Azerbaijan–Nigeria relations refer to bilateral relations between Azerbaijan and Nigeria. Neither country has a resident ambassador.

== Diplomatic relations ==
The government of Nigeria recognized the independence of Azerbaijan on March 11, 1992.

Diplomatic relations between Azerbaijan and Nigeria were established that same day.

On January 21–31, 2016, during the 26th meeting of the African Union in Addis Ababa, Azerbaijan's Ambassador to Nigeria Elman Abdullayev met with the Minister of Foreign Affairs of Nigeria Geoffrey Onyeama.

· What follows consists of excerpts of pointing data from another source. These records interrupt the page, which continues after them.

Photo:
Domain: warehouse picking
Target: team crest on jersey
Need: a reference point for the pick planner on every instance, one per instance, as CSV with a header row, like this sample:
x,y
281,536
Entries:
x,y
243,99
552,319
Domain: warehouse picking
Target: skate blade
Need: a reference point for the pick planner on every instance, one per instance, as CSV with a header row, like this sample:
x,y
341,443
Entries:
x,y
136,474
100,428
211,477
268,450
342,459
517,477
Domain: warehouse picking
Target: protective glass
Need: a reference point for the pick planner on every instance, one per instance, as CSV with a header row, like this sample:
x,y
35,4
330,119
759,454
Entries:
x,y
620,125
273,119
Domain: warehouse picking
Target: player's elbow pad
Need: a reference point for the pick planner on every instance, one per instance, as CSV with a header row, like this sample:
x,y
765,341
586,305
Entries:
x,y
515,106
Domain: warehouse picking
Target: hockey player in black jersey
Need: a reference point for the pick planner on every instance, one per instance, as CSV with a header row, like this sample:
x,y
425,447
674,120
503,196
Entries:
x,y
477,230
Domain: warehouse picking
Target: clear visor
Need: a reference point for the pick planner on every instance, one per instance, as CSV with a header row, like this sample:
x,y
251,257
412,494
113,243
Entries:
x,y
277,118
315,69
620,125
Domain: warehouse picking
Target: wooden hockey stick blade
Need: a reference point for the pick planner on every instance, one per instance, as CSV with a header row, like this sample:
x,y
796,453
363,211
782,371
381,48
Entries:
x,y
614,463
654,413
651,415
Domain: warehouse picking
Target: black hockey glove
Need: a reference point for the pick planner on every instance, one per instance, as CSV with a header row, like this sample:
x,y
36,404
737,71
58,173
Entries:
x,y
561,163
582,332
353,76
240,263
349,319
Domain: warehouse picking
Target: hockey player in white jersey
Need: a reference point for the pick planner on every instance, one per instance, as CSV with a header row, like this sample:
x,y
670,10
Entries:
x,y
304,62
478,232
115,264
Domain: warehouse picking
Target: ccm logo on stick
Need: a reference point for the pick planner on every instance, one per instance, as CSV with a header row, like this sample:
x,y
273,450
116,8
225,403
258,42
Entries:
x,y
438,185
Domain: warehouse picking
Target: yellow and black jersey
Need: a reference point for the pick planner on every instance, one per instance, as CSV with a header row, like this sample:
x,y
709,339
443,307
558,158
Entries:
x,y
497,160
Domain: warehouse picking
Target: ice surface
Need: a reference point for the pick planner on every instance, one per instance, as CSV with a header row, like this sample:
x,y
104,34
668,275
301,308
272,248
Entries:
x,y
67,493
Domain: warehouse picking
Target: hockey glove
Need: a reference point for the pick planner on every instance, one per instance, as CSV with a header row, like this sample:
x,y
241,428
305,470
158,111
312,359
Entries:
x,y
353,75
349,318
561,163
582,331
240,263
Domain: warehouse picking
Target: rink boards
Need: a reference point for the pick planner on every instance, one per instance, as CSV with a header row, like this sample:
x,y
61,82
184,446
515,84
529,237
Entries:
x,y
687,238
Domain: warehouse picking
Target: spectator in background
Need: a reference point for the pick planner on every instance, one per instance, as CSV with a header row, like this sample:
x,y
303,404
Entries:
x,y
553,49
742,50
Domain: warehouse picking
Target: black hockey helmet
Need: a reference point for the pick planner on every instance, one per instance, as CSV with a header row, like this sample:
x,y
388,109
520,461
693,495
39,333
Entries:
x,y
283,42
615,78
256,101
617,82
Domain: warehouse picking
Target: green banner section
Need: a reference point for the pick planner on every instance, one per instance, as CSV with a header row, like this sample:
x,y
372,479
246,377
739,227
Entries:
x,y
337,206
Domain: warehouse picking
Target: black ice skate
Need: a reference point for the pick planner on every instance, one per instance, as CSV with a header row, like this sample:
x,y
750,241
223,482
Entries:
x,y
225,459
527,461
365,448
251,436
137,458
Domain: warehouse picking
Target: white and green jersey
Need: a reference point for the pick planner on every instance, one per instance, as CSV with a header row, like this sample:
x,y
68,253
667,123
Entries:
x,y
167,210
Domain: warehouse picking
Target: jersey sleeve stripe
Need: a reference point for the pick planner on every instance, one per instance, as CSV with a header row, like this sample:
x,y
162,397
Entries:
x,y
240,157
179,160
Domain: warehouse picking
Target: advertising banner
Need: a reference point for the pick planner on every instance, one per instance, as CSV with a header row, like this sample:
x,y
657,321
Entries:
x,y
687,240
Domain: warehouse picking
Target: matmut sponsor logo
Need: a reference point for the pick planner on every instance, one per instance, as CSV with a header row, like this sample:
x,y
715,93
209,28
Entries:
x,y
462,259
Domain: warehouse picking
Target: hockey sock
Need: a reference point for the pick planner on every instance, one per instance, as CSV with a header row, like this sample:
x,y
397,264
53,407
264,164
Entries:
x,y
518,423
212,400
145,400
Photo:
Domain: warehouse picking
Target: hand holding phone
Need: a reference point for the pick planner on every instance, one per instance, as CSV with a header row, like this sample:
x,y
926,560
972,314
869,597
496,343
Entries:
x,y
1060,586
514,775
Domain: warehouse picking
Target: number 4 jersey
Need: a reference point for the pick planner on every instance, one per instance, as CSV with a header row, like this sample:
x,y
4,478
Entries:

On 6 June 2023, President Ilham Aliyev sent a letter to President Bola Tinubu, calling for continued "fruitful cooperation from now on within multilateral organizations including the Non-Aligned Movement and Organization of Islamic Cooperation."

== Cooperation ==

=== Economic relations ===
In November 2009, SOCAR Trading opened a representative office in Nigeria. In March 2019, the management of the SOCAR Trading announced its desire to extend the contract for the export of crude oil signed with the Nigerian National Petroleum Corporation. According to statistics, SOCAR exports approximately 1 million barrels of crude oil to Nigeria every month. It is planned to create an intergovernmental Commission (IPC) to expand cooperation in the economy.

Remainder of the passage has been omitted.